Sir Peter Ricketts: We can certainly
send you further information. May I show the Committee one exhibit,
Chairman, if you will allow me just in terms of the repatriation
of funds and so on. When I went to Harare just after the completion
of our embassy build there I was given a note which was where
the Zimbabwe currency got to right at the end of inflation, $100
trillion, which is 14 noughts, and is worth almost nothing.
Q92 Chairman: You are not trying
to bribe the Committee, are you!
Sir Peter Ricketts: I am not trying
to bribe the Committee, Chairman, I am simply saying it is quite
difficult sometimes to operate in some cases
Chairman: A bit of light relief! There
are a couple more supplementaries from Mr Mitchell and then Mr
Q93 Mr Mitchell: Paragraph 3.7 indicates
that of 42 capital projects completed since 2002, 29 were late
and 14 exceeded their initial budget approval by 14%. Did you
use British contractors on these or locals?

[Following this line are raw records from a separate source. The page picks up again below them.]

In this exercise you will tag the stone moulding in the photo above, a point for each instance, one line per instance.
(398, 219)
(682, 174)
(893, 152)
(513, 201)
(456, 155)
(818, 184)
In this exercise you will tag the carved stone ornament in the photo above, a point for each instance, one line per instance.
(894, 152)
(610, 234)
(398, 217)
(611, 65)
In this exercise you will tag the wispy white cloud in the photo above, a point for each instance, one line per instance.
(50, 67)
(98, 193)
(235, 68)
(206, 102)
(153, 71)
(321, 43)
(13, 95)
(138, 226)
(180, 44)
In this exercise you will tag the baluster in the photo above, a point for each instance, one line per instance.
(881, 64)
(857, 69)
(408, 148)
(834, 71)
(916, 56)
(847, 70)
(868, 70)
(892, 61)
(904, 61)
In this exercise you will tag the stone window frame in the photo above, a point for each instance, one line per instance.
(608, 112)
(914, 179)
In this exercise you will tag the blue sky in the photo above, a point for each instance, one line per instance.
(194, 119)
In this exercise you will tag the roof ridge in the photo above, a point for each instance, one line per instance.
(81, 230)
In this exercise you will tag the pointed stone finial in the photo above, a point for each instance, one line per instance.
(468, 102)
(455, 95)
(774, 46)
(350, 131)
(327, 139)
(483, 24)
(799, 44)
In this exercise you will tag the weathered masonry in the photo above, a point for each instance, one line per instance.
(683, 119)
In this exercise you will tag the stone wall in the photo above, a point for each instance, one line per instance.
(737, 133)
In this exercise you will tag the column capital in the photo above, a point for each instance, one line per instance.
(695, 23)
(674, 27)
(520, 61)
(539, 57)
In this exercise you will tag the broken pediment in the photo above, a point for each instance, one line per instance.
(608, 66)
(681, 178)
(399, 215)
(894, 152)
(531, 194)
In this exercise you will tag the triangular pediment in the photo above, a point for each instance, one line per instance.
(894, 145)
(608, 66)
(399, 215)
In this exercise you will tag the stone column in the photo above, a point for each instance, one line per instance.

Sir Peter Ricketts: Do you want
to answer that, Mr Croney?
Mr Croney: The situation as to
what contractors we use will vary country-by-country dependent
on the security situation. In many countries we will use UK-based
contractors, but in some we will subcontract non-sensitive areas
to local contractors. That is judged on a case-by-case basis.
Invariably we will be contracting in local currency, but the comparison
and the feedback to the accounts goes back to the point that when
it hits us in London it will always be in sterling. There is a
whole situation around how one measures contract performance,
around variables that occur in-country and ones that occur with
foreign exchange. I hope that helps.
Q94 Mr Mitchell: Which is more likely
to overrun and be more expensive, the locals or British contractors?
Mr Croney: It is difficult to
judge. I think there is just as much overrun with local contractors
as there is with British contractors.
Q95 Mr Mitchell: Exchange rate fluctuations
could be part of this?
Mr Croney: Yes.
Sir Peter Ricketts: Also, I think
it depends on the difficulty of where we are building. Of that
£57 million overrun since 2002 in the Report, £40 million
of it is accounted for by building in Baghdad, Basra and Harare,
all of which are very difficult places to build in. It is not
satisfactory but part of the reason we have had this overrun is
because we are building in some of the world's most challenging
Mr Bevan: The Harare embassy was
such a difficult project that the Chinese, who were building a
similar embassy in Harare, gave up and did not complete their
embassy. We decided that ours was worth doing and we went on and
Mr Mitchell: That is unusual.
Q96 Mr Bacon: Is there a cheap uncompleted
building that you could buy there?
Mr Bevan: Half completed.
Q97 Mr Bacon: I would just like to
ask about the rescue package that the Chancellor of the Exchequer
offered the Foreign Office three weeks ago, which was reported
as being £75 million made up of £35 million of cash
from the Treasury Reserve and £25 million from the ability
to keep capital receipts. I understood you to say earlier that
you kept your capital receipts anyway to reinvest them. Is that
not wholly true?
Sir Peter Ricketts: That is true,
but there was a limit. The Treasury put a ceiling on annual capital
receipts that we were allowed to realise and the Chancellor lifted
that by another £25 million, so he offered us the chance,
if we could sell another £25 million of assets, that we could
then keep that for our capital needs.
Q98 Mr Bacon: What was the limit
Sir Peter Ricketts: There was
a three year limit applied in the Spending Round of, I thinkI
would have to confirm to yousomething in the area of £50
million or £60 million.
Q99 Mr Bacon: Perhaps you could write
to us. What is being said here is that if you can sell an extra
£25 million worth of property you can keep that money, not
to reinvest in better capital assets and modern offices but to
pay for the foreign exchange costs you have encountered. That
is right, is it not?
Sir Peter Ricketts: I think we
are entitled to keep it for whatever we judge we need.